Now it’s very different. The digital age has, of course, changed everything as multi-way conversations have become the norm on a variety of platforms. Companies can no longer communicate with their stakeholders via static media and carefully worded statements. Consumers, influencers, shareholders and suppliers all expect direct access, instant response, and transparency - and all delivered with a human face. This job has got so much harder as social media becomes the battleground for your corporate reputation.
The common response to that challenge has, too often, been to replace a stilted pdf-led approach with a stilted Twitter-led approach. A single Twitter handle, every utterance carefully crafted (rarely re-tweeted) and engagement to be avoided at all costs; backed with a Facebook crammed with links to corporate web pages, which go resolutely ‘unliked’ or Instagram pages with pictures of happy co-workers and customers which go similarly unliked. It’s an attempt to transplant the authoritative corporate voice from the world of the email attachment to the world of social media - and it doesn’t work.
The reputational challenge for corporate communications professionals is how to deal with a social, diffuse world, with many voices and just as many opinions, with no hint of deference or hierarchy and no single figure of authority. The issue for those at the top in corporate comms is that where once they would be able to to put a dam across a stream of information, now they have to deal with the currents and eddies of a fast-flowing river of the stuff.
And that’s outside your organisation. It doesn’t get much easier inside, but that’s where the work starts.
The chances are everyone in your organisation will have a social media presence. From the CEO trying to sound normal on Twitter to the guy running the coffee bar Instagramming all the flat whites, they’ll all have an outlet, and they’ll have different levels of knowledge and expertise while their jobs will have different levels of public visibility. You can’t control every utterance from all those inside your organisation, but you can offer guidance, give them content to share and tell them what is, and isn’t, appropriate. These are your first wave of advocates, the footsoldiers to a coherent digital reputation strategy which takes into account the voice and authority of senior figures, the power of the brand, the expertise of key figures and the reach of social behemoths.
It’s not easy - maintaining any form of editorial control over such a diffuse array of participants is tricky. Systems of governance and even monitoring will be needed, strategy will have to be shared, a common purpose established. You’ll need a strategic overview that shares the bigger picture and makes sure all the participants are facing the same direction.
Having common sense rules of behaviour online can help, but such rules are best delivered with a benign hand. People will make mistakes but, so long as they learn, that can be tolerated. Few will openly criticise their own organisation, but you’ll need to know how to react if they do.
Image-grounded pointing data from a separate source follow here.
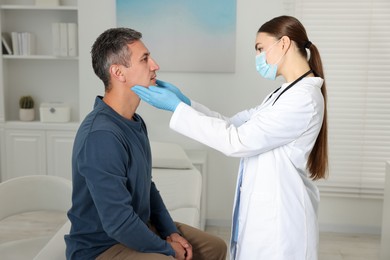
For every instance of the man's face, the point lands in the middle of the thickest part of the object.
(142, 70)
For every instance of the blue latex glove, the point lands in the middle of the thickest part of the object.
(175, 90)
(161, 98)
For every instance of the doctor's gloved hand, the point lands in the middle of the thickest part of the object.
(175, 90)
(158, 97)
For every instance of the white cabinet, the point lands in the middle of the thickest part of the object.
(25, 154)
(33, 149)
(44, 76)
(59, 153)
(29, 148)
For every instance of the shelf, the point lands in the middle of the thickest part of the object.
(35, 7)
(38, 125)
(38, 57)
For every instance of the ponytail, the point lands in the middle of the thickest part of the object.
(318, 158)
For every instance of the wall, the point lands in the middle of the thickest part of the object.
(224, 92)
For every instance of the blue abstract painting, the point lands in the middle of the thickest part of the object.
(183, 35)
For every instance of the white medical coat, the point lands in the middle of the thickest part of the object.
(278, 202)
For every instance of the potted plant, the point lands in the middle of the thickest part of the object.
(26, 111)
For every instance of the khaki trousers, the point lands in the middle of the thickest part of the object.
(204, 247)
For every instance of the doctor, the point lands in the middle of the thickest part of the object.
(282, 142)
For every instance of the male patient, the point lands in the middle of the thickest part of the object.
(117, 211)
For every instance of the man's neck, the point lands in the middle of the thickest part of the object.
(122, 104)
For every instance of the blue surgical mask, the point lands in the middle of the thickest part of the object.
(267, 71)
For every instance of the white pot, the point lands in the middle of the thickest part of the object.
(27, 114)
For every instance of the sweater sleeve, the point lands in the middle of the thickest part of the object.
(103, 164)
(160, 216)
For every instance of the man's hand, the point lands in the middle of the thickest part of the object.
(185, 245)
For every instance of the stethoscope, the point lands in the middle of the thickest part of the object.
(289, 86)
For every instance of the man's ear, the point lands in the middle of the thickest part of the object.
(286, 42)
(116, 73)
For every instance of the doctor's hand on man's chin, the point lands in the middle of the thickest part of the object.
(175, 90)
(158, 97)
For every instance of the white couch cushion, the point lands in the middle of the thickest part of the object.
(169, 155)
(181, 191)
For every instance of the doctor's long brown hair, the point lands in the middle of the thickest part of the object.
(289, 26)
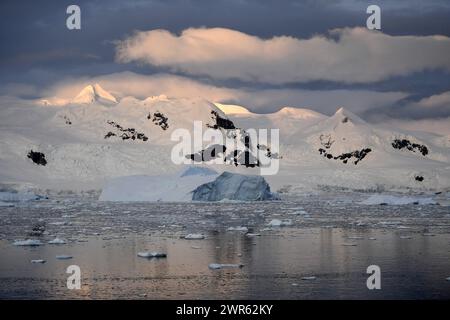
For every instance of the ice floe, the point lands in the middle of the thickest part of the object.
(63, 257)
(232, 186)
(38, 261)
(242, 229)
(29, 242)
(6, 204)
(194, 236)
(380, 199)
(216, 266)
(57, 241)
(280, 223)
(152, 254)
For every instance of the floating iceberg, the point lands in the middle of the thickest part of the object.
(280, 223)
(13, 196)
(176, 187)
(63, 257)
(379, 199)
(232, 186)
(194, 236)
(6, 204)
(57, 241)
(29, 242)
(242, 229)
(152, 254)
(38, 261)
(216, 266)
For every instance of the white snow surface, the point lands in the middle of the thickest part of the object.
(378, 199)
(72, 136)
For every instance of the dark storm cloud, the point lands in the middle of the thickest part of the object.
(37, 49)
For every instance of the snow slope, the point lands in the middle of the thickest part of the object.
(96, 137)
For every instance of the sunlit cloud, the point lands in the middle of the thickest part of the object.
(349, 55)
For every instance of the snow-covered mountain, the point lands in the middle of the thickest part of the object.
(82, 143)
(94, 93)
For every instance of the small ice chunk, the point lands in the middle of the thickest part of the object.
(216, 266)
(240, 228)
(63, 257)
(152, 254)
(29, 242)
(38, 261)
(59, 223)
(280, 223)
(303, 212)
(380, 199)
(194, 236)
(253, 234)
(57, 241)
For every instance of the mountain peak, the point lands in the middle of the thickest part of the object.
(298, 113)
(94, 93)
(345, 115)
(232, 109)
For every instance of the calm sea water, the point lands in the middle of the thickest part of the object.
(331, 237)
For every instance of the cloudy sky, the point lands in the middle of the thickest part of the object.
(260, 54)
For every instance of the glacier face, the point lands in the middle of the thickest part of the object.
(231, 186)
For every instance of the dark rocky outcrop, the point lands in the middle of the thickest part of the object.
(221, 122)
(125, 133)
(411, 146)
(212, 152)
(37, 157)
(160, 119)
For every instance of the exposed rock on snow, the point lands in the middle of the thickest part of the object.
(160, 119)
(216, 266)
(411, 146)
(234, 187)
(29, 242)
(37, 157)
(151, 254)
(396, 200)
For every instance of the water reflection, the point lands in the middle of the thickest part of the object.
(274, 265)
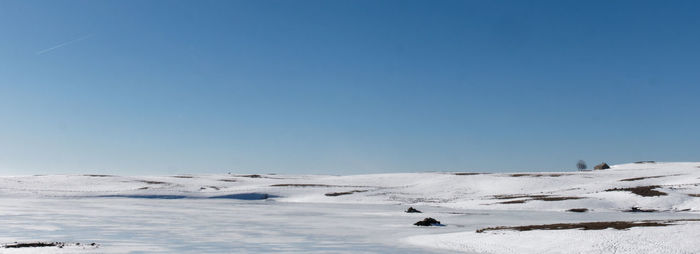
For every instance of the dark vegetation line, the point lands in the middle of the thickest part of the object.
(644, 191)
(619, 225)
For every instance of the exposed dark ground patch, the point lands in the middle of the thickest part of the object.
(151, 182)
(99, 175)
(335, 194)
(428, 222)
(145, 196)
(468, 173)
(619, 225)
(522, 201)
(238, 196)
(521, 198)
(644, 191)
(412, 210)
(640, 210)
(17, 245)
(644, 177)
(302, 185)
(246, 196)
(537, 175)
(514, 196)
(249, 176)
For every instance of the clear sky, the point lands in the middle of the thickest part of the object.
(345, 87)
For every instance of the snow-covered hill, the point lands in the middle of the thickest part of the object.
(673, 187)
(666, 193)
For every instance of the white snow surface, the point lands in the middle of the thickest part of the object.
(232, 213)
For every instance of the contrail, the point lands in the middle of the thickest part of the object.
(43, 51)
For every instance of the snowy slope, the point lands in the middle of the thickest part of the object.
(363, 209)
(537, 191)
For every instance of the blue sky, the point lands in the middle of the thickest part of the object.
(345, 87)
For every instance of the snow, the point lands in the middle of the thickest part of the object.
(291, 213)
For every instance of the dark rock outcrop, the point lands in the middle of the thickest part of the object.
(428, 222)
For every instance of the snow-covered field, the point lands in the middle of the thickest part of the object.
(355, 214)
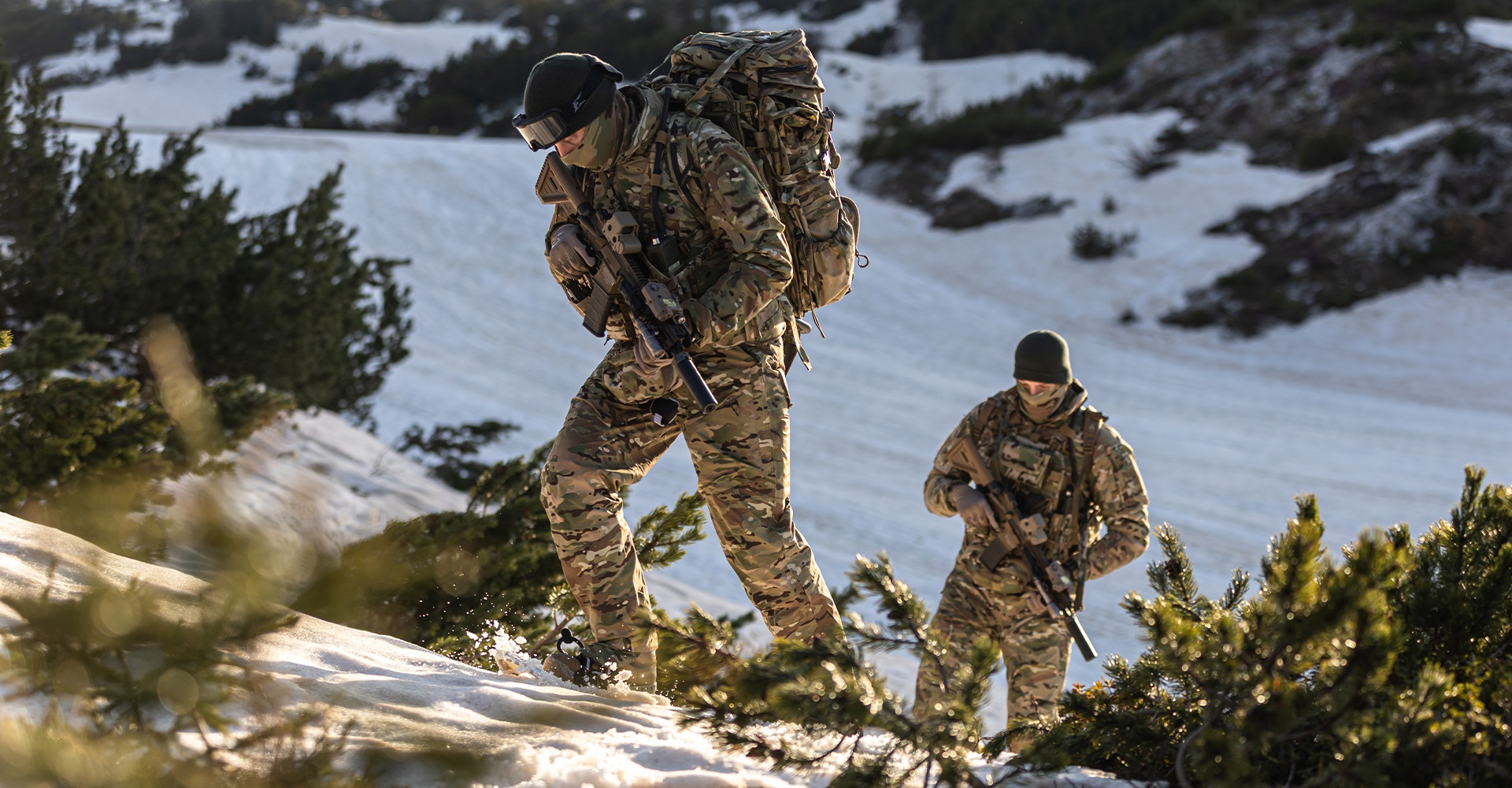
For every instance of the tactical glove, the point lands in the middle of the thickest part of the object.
(973, 506)
(569, 256)
(646, 362)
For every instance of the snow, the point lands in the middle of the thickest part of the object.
(315, 468)
(1492, 32)
(534, 731)
(1410, 136)
(859, 85)
(1227, 431)
(1377, 409)
(188, 95)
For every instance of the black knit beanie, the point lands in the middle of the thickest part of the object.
(1042, 357)
(581, 87)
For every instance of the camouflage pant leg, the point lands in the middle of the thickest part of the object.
(741, 455)
(1035, 648)
(602, 447)
(966, 613)
(1036, 651)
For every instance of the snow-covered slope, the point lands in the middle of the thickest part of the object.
(531, 730)
(187, 95)
(1373, 409)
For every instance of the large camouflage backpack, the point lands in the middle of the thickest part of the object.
(764, 90)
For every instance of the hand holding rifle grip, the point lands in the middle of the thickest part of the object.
(1002, 500)
(644, 304)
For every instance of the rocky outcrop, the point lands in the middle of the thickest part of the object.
(1387, 223)
(1298, 91)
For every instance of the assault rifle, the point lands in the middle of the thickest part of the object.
(1025, 534)
(622, 269)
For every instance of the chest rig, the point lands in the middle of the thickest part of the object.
(1048, 466)
(649, 182)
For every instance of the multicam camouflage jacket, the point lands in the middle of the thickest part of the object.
(1038, 460)
(734, 259)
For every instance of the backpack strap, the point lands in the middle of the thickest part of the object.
(718, 75)
(667, 248)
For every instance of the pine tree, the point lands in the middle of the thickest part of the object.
(280, 297)
(1387, 666)
(75, 442)
(147, 687)
(800, 705)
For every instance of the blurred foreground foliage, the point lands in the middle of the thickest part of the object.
(113, 681)
(88, 455)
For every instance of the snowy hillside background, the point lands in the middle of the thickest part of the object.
(1373, 409)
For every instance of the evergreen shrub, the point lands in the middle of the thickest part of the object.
(1390, 664)
(454, 582)
(318, 87)
(280, 297)
(34, 31)
(70, 440)
(1091, 243)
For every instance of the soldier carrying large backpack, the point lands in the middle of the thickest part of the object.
(703, 273)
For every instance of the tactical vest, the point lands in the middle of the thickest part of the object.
(644, 182)
(1048, 465)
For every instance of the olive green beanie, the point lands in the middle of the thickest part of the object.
(1042, 357)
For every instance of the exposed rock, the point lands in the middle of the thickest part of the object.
(1388, 221)
(968, 207)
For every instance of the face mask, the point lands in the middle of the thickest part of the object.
(1040, 406)
(598, 144)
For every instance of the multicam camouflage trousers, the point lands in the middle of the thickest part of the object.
(1035, 648)
(739, 452)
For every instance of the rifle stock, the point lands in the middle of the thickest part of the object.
(1006, 508)
(657, 315)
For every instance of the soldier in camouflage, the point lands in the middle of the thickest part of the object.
(1036, 437)
(729, 274)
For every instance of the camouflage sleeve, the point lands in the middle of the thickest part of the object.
(1119, 492)
(945, 477)
(743, 214)
(560, 217)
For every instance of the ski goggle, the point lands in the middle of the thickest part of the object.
(542, 131)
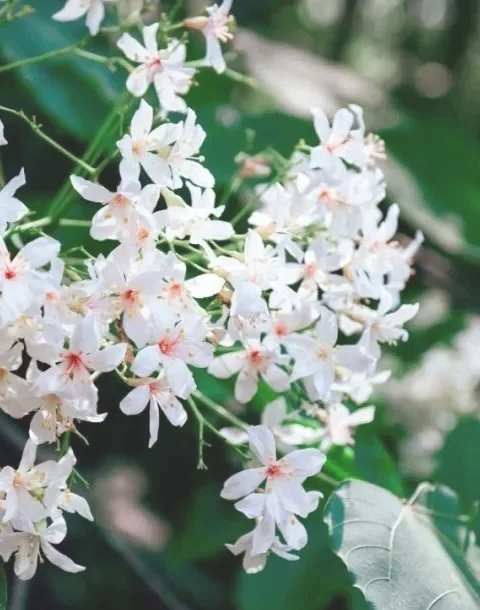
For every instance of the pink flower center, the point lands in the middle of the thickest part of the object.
(281, 329)
(131, 299)
(274, 471)
(256, 357)
(168, 346)
(120, 200)
(74, 362)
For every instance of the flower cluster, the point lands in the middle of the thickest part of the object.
(302, 302)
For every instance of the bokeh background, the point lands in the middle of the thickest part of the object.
(414, 65)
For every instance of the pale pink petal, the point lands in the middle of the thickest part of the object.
(227, 365)
(262, 443)
(243, 483)
(305, 462)
(91, 191)
(58, 559)
(135, 401)
(252, 506)
(263, 535)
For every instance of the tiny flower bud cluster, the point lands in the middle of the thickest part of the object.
(302, 302)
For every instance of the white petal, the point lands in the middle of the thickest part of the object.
(108, 359)
(135, 401)
(142, 121)
(227, 365)
(274, 413)
(263, 535)
(153, 422)
(205, 285)
(41, 251)
(73, 9)
(138, 81)
(146, 361)
(95, 16)
(246, 386)
(174, 412)
(262, 443)
(293, 531)
(305, 462)
(252, 506)
(242, 483)
(277, 378)
(90, 191)
(58, 559)
(132, 48)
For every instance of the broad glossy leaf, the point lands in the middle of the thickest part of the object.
(75, 92)
(441, 163)
(404, 555)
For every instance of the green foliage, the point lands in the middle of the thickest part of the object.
(307, 584)
(3, 589)
(412, 554)
(74, 92)
(443, 159)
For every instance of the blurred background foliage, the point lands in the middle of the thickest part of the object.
(414, 66)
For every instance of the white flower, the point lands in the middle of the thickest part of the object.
(167, 154)
(216, 30)
(157, 394)
(164, 68)
(38, 538)
(174, 344)
(2, 137)
(94, 10)
(180, 220)
(256, 563)
(58, 495)
(384, 327)
(122, 210)
(316, 356)
(340, 424)
(23, 488)
(287, 434)
(284, 495)
(21, 282)
(341, 141)
(72, 365)
(251, 363)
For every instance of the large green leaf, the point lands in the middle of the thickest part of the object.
(404, 555)
(75, 92)
(442, 162)
(307, 584)
(3, 589)
(459, 458)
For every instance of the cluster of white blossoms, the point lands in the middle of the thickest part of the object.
(429, 400)
(301, 302)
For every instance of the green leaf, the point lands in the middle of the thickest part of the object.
(459, 458)
(442, 163)
(208, 514)
(404, 554)
(3, 588)
(75, 92)
(226, 138)
(307, 584)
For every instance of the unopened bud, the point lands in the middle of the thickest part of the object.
(196, 23)
(225, 296)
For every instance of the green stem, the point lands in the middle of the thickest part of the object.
(65, 445)
(201, 422)
(67, 194)
(38, 58)
(37, 129)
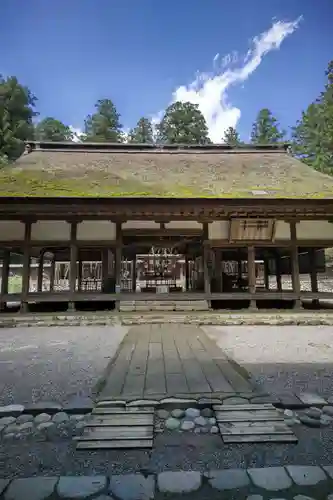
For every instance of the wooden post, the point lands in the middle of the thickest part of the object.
(73, 266)
(118, 258)
(187, 273)
(26, 267)
(4, 277)
(312, 254)
(278, 272)
(251, 272)
(52, 273)
(134, 274)
(206, 250)
(295, 265)
(40, 271)
(266, 273)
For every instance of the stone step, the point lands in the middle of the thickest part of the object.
(164, 305)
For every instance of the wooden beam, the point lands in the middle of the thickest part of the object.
(205, 260)
(118, 258)
(251, 270)
(295, 264)
(26, 267)
(73, 265)
(4, 277)
(40, 271)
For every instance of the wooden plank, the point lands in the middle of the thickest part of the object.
(265, 429)
(95, 445)
(248, 407)
(246, 418)
(122, 420)
(101, 410)
(97, 433)
(263, 438)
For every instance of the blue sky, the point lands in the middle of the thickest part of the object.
(231, 57)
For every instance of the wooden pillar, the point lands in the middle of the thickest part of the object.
(251, 272)
(73, 265)
(295, 265)
(4, 277)
(206, 250)
(118, 258)
(312, 254)
(52, 273)
(187, 273)
(266, 273)
(40, 271)
(26, 267)
(278, 272)
(134, 274)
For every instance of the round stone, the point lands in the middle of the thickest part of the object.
(310, 422)
(9, 436)
(328, 410)
(7, 421)
(25, 417)
(177, 413)
(60, 417)
(187, 425)
(207, 412)
(45, 426)
(326, 420)
(172, 424)
(42, 418)
(26, 427)
(313, 412)
(288, 413)
(201, 421)
(192, 412)
(76, 418)
(163, 414)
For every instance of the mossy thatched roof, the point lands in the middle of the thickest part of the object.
(124, 170)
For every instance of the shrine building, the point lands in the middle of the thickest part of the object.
(142, 227)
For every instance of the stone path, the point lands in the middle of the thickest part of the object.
(290, 482)
(156, 361)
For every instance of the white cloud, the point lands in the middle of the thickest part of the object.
(210, 91)
(77, 134)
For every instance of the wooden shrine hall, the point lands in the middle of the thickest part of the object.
(87, 225)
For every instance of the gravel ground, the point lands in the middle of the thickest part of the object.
(54, 364)
(282, 359)
(171, 452)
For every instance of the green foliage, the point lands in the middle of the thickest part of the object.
(231, 137)
(265, 130)
(104, 125)
(16, 113)
(51, 129)
(313, 133)
(142, 133)
(183, 123)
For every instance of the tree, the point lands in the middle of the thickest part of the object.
(142, 133)
(265, 129)
(16, 113)
(313, 133)
(51, 129)
(183, 123)
(104, 124)
(231, 137)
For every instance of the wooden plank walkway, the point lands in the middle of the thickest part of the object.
(252, 424)
(118, 427)
(157, 361)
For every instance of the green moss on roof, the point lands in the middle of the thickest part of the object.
(186, 174)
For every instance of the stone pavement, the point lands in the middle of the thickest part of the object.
(290, 482)
(157, 361)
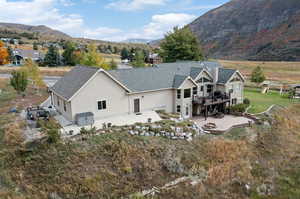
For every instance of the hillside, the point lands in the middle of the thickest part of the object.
(258, 162)
(266, 30)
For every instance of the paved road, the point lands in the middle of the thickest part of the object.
(49, 80)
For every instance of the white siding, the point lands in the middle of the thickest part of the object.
(101, 88)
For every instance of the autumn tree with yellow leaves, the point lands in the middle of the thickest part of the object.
(4, 55)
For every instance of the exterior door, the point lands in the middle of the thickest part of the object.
(137, 105)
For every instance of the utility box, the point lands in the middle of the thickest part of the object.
(84, 119)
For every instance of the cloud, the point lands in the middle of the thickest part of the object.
(155, 29)
(40, 12)
(130, 5)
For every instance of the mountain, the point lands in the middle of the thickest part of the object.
(41, 32)
(137, 41)
(251, 30)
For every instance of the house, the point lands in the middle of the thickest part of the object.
(187, 88)
(154, 58)
(20, 55)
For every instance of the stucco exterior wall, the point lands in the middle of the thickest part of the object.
(156, 100)
(101, 88)
(237, 87)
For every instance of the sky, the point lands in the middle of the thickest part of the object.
(110, 20)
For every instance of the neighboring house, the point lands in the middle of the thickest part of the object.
(154, 59)
(20, 55)
(187, 88)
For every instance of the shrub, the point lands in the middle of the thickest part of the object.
(246, 101)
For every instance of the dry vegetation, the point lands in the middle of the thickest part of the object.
(277, 71)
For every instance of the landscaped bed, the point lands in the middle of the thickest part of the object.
(261, 102)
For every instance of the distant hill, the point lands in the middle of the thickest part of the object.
(39, 32)
(251, 30)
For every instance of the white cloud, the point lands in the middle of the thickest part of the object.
(40, 12)
(130, 5)
(159, 25)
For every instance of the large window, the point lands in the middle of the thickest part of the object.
(187, 93)
(178, 94)
(102, 105)
(195, 90)
(178, 109)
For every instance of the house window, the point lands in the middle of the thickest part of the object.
(195, 90)
(202, 88)
(234, 101)
(178, 94)
(102, 105)
(210, 88)
(178, 109)
(187, 93)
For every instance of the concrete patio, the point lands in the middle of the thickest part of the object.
(223, 124)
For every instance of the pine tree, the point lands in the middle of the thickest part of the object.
(4, 54)
(257, 75)
(35, 46)
(33, 73)
(181, 44)
(124, 54)
(52, 57)
(19, 81)
(69, 55)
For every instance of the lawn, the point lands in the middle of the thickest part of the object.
(261, 102)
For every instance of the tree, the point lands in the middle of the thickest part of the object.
(181, 44)
(4, 54)
(52, 58)
(257, 75)
(139, 59)
(33, 73)
(69, 54)
(19, 81)
(93, 58)
(124, 54)
(113, 65)
(35, 46)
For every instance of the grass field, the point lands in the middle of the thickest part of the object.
(277, 71)
(261, 102)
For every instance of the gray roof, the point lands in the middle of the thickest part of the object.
(162, 76)
(73, 81)
(224, 75)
Without some form of retribution, no matter how mild, there’s little point in setting the rules in the first place.
The prize can be worthwhile. Your corporate reputation can benefit significantly from a distinctive, collective voice in your market. It can give you brand profile, industry leadership, and help you be the big voice at the top table. Reputations can be built, bit by bit, on the back of many voices.
And you have to drive it - let your people know the expectations and the responsibilities. There are processes we can help with, such as social media codes of conduct, content flows, digital assets and editorial processes (get in touch) and there’s the things you can do - create a collective culture that your team buy into and give them a sense of the brand purpose you are creating. Get all that right and you have powerful voices on platforms - and a much easier life for your corporate comms team.